Uns dizem que os primeiros habitadores que neste navio vieram e desembarcaram nesta ilha foram Jorge Velho e sua mulher Africãnes, Pero de Sam Miguel e sua mulher Aldonça Roiz, João de Rodes e João de Arraiolos, que outros dizem de Araújo, todos naturais de África, criados do infante D. Henrique, por quem ele mandava fazer experiências da terra, os quais se diz que foram os que fizeram primeiramente justiça na ilha, e enforcaram um homem na dita Povoação em uma árvore e, depois de morto, lhe tiraram a inquirição das culpas, como dizem que se faz às vezes em Castela, e, porque alegava defesa, responderam: — “julgar-te, enforcar-te e depois tirar-te inquiriçone”.

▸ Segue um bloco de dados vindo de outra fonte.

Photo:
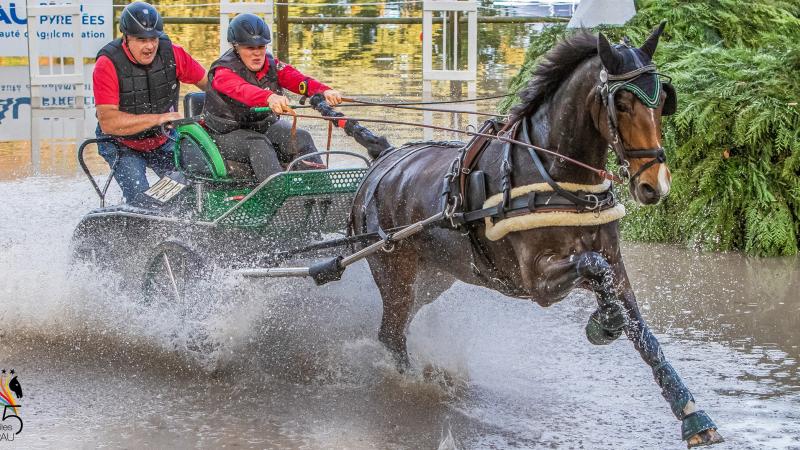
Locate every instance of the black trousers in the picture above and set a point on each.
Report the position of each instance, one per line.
(265, 152)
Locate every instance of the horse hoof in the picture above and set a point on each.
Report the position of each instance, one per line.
(597, 333)
(707, 437)
(698, 429)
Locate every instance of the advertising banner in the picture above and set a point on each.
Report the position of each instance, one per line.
(15, 103)
(55, 31)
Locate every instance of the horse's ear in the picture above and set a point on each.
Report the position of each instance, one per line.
(649, 47)
(608, 55)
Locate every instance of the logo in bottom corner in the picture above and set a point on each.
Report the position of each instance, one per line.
(10, 394)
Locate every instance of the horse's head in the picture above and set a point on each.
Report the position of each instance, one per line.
(634, 97)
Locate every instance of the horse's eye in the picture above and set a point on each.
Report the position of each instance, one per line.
(622, 106)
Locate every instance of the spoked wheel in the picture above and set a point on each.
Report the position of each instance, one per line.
(172, 274)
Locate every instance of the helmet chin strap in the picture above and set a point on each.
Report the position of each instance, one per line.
(125, 41)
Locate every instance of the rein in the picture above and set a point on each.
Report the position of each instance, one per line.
(418, 108)
(604, 174)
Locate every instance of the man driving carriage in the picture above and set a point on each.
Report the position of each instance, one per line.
(248, 76)
(136, 85)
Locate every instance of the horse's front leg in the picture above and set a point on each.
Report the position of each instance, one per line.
(614, 293)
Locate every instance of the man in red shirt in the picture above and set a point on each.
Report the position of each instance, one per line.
(136, 86)
(247, 76)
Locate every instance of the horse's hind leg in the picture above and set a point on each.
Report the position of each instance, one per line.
(697, 428)
(395, 273)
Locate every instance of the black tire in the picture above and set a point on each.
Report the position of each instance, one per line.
(172, 275)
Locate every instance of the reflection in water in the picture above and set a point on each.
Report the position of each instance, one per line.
(751, 304)
(379, 62)
(291, 365)
(299, 366)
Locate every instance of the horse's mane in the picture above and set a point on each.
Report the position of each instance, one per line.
(555, 67)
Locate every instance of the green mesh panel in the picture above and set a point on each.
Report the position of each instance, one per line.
(292, 203)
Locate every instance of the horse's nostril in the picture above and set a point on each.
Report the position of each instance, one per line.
(647, 192)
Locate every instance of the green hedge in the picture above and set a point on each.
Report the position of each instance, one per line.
(734, 145)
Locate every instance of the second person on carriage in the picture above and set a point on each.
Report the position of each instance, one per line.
(248, 76)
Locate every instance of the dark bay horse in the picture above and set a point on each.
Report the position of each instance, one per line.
(555, 224)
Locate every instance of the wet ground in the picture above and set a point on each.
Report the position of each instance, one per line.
(285, 365)
(288, 365)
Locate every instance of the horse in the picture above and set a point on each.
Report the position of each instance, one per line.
(530, 222)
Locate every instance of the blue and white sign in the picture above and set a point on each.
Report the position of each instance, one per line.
(15, 102)
(55, 31)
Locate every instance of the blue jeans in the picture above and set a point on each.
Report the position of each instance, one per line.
(130, 173)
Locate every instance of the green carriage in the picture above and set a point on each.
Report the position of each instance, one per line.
(211, 212)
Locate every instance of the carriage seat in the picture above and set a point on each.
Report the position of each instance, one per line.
(199, 155)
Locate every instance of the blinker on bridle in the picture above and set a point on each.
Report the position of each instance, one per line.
(610, 84)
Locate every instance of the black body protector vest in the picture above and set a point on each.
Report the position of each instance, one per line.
(224, 114)
(152, 89)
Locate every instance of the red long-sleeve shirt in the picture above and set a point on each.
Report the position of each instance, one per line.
(228, 82)
(105, 85)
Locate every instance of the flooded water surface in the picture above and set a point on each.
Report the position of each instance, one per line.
(286, 364)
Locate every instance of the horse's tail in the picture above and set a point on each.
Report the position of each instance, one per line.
(375, 145)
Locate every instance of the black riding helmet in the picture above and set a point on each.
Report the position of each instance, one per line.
(250, 30)
(140, 19)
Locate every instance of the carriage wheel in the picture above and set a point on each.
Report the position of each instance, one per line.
(172, 274)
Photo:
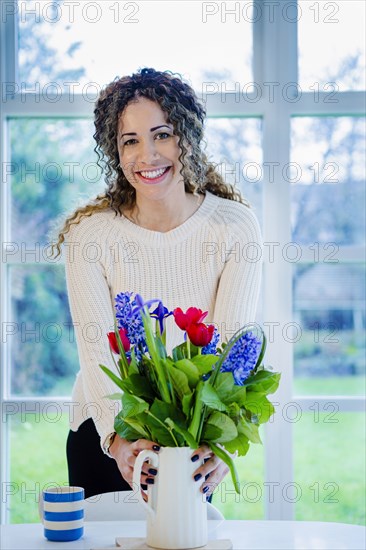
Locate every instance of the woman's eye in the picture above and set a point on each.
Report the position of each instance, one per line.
(128, 141)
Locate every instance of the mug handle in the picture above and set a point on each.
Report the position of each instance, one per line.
(140, 459)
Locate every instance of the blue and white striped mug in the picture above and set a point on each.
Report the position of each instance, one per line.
(63, 513)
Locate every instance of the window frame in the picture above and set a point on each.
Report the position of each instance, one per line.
(274, 61)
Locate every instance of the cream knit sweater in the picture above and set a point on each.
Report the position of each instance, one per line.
(212, 261)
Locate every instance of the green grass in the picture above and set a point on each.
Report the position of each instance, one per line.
(327, 457)
(37, 458)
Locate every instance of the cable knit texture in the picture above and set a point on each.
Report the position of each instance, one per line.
(212, 261)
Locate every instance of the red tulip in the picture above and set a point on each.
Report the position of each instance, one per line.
(200, 334)
(193, 315)
(113, 340)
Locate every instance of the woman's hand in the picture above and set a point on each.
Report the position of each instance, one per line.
(125, 452)
(212, 471)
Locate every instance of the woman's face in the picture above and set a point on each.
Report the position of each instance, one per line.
(148, 150)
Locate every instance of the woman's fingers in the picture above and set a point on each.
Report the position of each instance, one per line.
(211, 472)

E de tal doctrina não podia deixar de ficar em bom foro a terra, porque, se a seguira, enforcando logo os malfeitores e ladrões que acham com o furto nas mãos, não andariam agora muitos nela a furtar-lhe o fato, sem haver um castigo. Parece que, como toda a coisa violenta não é perpétua, foi tão violenta neste princípio, nesta terra, a justiça, que não pôde nela durar muito. Outros contam que logo depois de achada esta ilha de S. Miguel e antes de ser habitada, sendo já povoada a ilha de Santa Maria havia alguns anos, se afeiçoou nela um homem com uma mulher casada e lhe matou o marido; pelo que se pôs a monte com a mulher e deu conta disso a um seu amigo, pedindo-lhe favor e ajuda para escapar das mãos da justiça e concedendo-lho o amigo, ordenou de tomar uma noite um barco, como tomou, em o qual embarcando ambos e a mulher com eles, e partindo para esta ilha de S. Miguel, que de lá viam, ou tinham ouvido que se via, tomaram a Povoação, que é o mais perto e direito caminho que tinham. Não se tardou muito tempo que o infante D. Henrique mandou gente para povoarem a ilha, a qual veio surgir no mesmo porto da Povoação, onde acharam rasto e sinal de gente na areia e na terra, de que se muito maravilharam; mas eles não apareciam senão a fazer-lhes alguns saltos no fato e mantimentos que tinham, não ousando aparecer pelo mal que era feito; porque dizem que este amigo deste homem, que trouxera a mulher, se namorou dela, e, sentido pelo outro, o matou, de maneira que por amor dela matou dois homens; e, pelas ofensas e saltos que ele fazia, lhe armaram laços e buscaram todos os meios que puderam inventar para o tomar, como tomaram. Outros dizem que a mulher, enfadada de andar com ele nestes trabalhos em terra erma, o deixou e se veio para a gente, ou que foram ambos tomados, sem se saber a certeza, mas dizem que ela descobriu todo o caso como passava, pelo que o enforcaram sem mais processo de justiça.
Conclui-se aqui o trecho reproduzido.